The type of data and the way that we assess data will change over time as we further develop and refine our interim approach to monitoring for 2021/22. We may also change the type of data we use as we learn about its effectiveness in identifying where to take regulatory action.
As you know over the next 6 months, we will be inspecting a number of services with a public statement to further test and refine our intelligence model and approach to monitoring services. It is likely that the outcome of these inspections will help us to refine the way that we review services further; meaning that the data we assess and the way that we assess it may change.
Thank you also for your helpful feedback on the language we currently use in the public statement. With this statement we are balancing the need to give assurances to the public that we are monitoring the quality of care they receive and for providers give assurance that we’re confident their rating reflects the quality of care they are delivering.

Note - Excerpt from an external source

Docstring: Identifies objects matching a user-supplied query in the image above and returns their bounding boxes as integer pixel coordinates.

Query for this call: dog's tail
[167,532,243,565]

Before launch, we held discussions with a number of trade associations to describe the approach and purpose of the public statement. We have really valued trade association feedback on this work to date and will use this and any further feedback to inform future work we will be undertaking to develop our regulatory model and information we share from our assessments. This work will be taking place over coming months, and we value your and the sector’s involvement in this.